Dromen voor de buurt
Net voor de kerstdagen vorig jaar koos ik het Karel Appelhuis als locatie voor de bijeenkomsten van de kerngroep van de Wijkacademie.  De avonden waren nog kort en ik fantaseerde over het moment waarop het de gehele samenkomst nog licht zou zijn buiten. Zouden we dan met opengeslagen deuren naar de markt onze ‘sessie’s’ houden? Met ijsjes misschien wel? De deuren blijven dicht, de voorbijgangers buiten maar binnen gaan we weer vol aan de slag met elkaar. 

Geknipt, gekapt en afgeschoren baarden
We staan in de aandacht vandaag. Er is niet alleen een fotograaf aanwezig, maar later op de avond wordt er ook gefilmd. De opvoeders druppelden binnen. De een had zijn baard afgeschoren,  de ander zijn haar geknipt en weer een ander haar haar geverfd. Het was alsof iedereen de media attentie al voorspeld had.

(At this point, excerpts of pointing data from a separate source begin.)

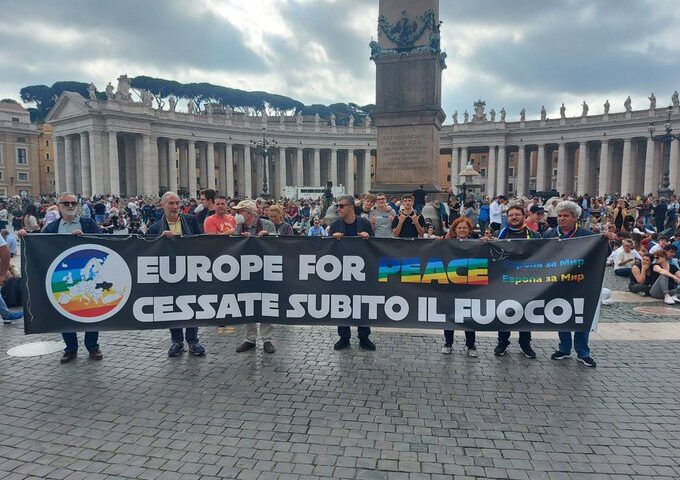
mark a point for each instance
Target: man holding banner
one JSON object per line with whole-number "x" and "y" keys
{"x": 568, "y": 214}
{"x": 351, "y": 225}
{"x": 254, "y": 226}
{"x": 71, "y": 224}
{"x": 172, "y": 224}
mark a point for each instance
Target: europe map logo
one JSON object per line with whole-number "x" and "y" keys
{"x": 88, "y": 283}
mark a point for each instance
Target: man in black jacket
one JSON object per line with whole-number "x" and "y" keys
{"x": 171, "y": 224}
{"x": 70, "y": 223}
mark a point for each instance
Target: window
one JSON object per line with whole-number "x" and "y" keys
{"x": 21, "y": 156}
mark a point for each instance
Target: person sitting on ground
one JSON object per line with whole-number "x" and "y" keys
{"x": 624, "y": 258}
{"x": 664, "y": 279}
{"x": 641, "y": 275}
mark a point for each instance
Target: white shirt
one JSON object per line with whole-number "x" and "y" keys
{"x": 495, "y": 212}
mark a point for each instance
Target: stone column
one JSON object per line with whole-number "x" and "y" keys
{"x": 562, "y": 180}
{"x": 211, "y": 166}
{"x": 172, "y": 165}
{"x": 316, "y": 168}
{"x": 349, "y": 188}
{"x": 248, "y": 172}
{"x": 464, "y": 158}
{"x": 521, "y": 187}
{"x": 163, "y": 165}
{"x": 626, "y": 166}
{"x": 491, "y": 173}
{"x": 334, "y": 167}
{"x": 151, "y": 178}
{"x": 229, "y": 169}
{"x": 85, "y": 179}
{"x": 191, "y": 169}
{"x": 114, "y": 171}
{"x": 281, "y": 162}
{"x": 650, "y": 180}
{"x": 299, "y": 174}
{"x": 605, "y": 169}
{"x": 69, "y": 164}
{"x": 583, "y": 169}
{"x": 541, "y": 176}
{"x": 455, "y": 168}
{"x": 673, "y": 172}
{"x": 502, "y": 171}
{"x": 366, "y": 187}
{"x": 57, "y": 162}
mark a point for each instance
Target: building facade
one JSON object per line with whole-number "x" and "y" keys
{"x": 124, "y": 147}
{"x": 46, "y": 158}
{"x": 19, "y": 172}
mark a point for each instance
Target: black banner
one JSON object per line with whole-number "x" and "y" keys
{"x": 132, "y": 283}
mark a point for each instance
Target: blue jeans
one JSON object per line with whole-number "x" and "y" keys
{"x": 178, "y": 335}
{"x": 580, "y": 343}
{"x": 71, "y": 341}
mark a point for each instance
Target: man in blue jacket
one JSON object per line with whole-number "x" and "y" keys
{"x": 70, "y": 223}
{"x": 173, "y": 223}
{"x": 568, "y": 214}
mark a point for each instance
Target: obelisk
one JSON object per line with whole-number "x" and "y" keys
{"x": 408, "y": 112}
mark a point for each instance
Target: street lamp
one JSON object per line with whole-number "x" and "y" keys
{"x": 666, "y": 139}
{"x": 264, "y": 147}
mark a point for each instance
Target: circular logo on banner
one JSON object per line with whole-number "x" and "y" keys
{"x": 88, "y": 283}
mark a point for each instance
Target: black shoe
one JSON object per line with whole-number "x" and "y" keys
{"x": 175, "y": 349}
{"x": 560, "y": 355}
{"x": 528, "y": 351}
{"x": 245, "y": 346}
{"x": 196, "y": 349}
{"x": 366, "y": 344}
{"x": 68, "y": 356}
{"x": 96, "y": 354}
{"x": 500, "y": 350}
{"x": 587, "y": 361}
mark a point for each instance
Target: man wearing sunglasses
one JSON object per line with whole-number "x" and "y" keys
{"x": 70, "y": 223}
{"x": 351, "y": 225}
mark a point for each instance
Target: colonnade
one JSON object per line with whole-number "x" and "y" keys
{"x": 93, "y": 162}
{"x": 617, "y": 165}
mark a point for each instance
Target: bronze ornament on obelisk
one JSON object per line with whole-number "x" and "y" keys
{"x": 408, "y": 113}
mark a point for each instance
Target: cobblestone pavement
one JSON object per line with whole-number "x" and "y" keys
{"x": 402, "y": 412}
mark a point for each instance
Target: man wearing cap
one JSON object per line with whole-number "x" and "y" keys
{"x": 254, "y": 226}
{"x": 173, "y": 224}
{"x": 516, "y": 229}
{"x": 351, "y": 225}
{"x": 496, "y": 213}
{"x": 535, "y": 220}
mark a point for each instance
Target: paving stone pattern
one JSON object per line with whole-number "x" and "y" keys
{"x": 404, "y": 411}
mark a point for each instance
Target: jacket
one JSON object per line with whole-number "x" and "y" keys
{"x": 87, "y": 225}
{"x": 190, "y": 225}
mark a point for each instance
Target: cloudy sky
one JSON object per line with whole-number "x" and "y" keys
{"x": 511, "y": 53}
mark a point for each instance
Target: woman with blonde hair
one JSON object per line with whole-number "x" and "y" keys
{"x": 461, "y": 229}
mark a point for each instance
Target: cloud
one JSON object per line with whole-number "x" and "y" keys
{"x": 513, "y": 54}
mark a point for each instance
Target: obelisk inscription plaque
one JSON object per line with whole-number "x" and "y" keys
{"x": 408, "y": 111}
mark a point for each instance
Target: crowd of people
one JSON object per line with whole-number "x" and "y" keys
{"x": 642, "y": 236}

We praten even bij over de vakantie die achter de rug is en over de inspiratie dag op 22 mei waarbij de verschillende Wijkacademies zich aan elkaar en aan het grotere publiek zullen gaan voorstellen.  ‘Wat is dit?’, vraagt een vader plotseling verafschuwd terwijl hij een oranje vrucht in de lucht houdt en er een zuur gezicht bij trekt. “Haha, dat is een ‘Tangelo’, die zijn een stuk bitterder!” wordt er gereageerd en iedereen schiet in de lach.

Ogen en oren van de wijk
“Jullie zijn de ogen en oren van de wijk” zegt Hanne en vraagt iedereen om op een denkbeeldige lijn die een schaal van 1 tot 10 aangeeft, een plek in te nemen om de buurt een ‘cijfer’ te geven. Een vader staat ongeveer precies in het midden, “Het is een stuk beter geworden nu. De drugspanden zijn weg bijvoorbeeld. En door de komst van Studio K is de buurt ook een heel stuk beter. Maar het kan echt nog bergopwaarts, daar moeten we aan werken”. Een moeder staat bijna bij ‘nul’. Ze vertelt over het overschot aan te kleine sociale huurwoningen in de Dapperbuurt: “Daardoor spelen kinderen savonds zonder toezicht op straat en dat is niet goed. Dan komen er groepen tegenover elkaar te staan”. Ze gaat verder door te vertellen hoe zij zag dat na het ‘Minder Marokkanen’ incident  van Geert Wilders, een Marokkaans meisje een autochtoon jongetje uitschold voor Wilders en zei dat hij moest oprotten. De oma van dat meisje heeft haar vervolgens streng aangesproken maar de volgende dag stond er groot op de stoep geschreven dat alle Nederlanders gek zijn en moeten oprotten. “Er zijn dan opeens dus twee groepen en je wordt of je het nou wilt of niet in de een of juist de andere groep gestopt”. Ze kijkt er moedeloos bij. Dit was juist de reden waarom zij een buurttuin is gestart: om de polarisatie in de buurt tegen te gaan.

 

Struikelen over de kogelhulzen
Een andere opvoeder geeft de buurt een acht. “Het woonerf waarop ik leef is drie jaar geleden gerenoveerd en de mensen die zijn teruggekomen zijn ook de mensen die echt van de buurt houden”. Ook vertelt hij dat waar nu de goed onderhouden geveltuintjes een middel zijn om in gesprek te raken met je buren, je vroeger struikelde over de kogelhulzen.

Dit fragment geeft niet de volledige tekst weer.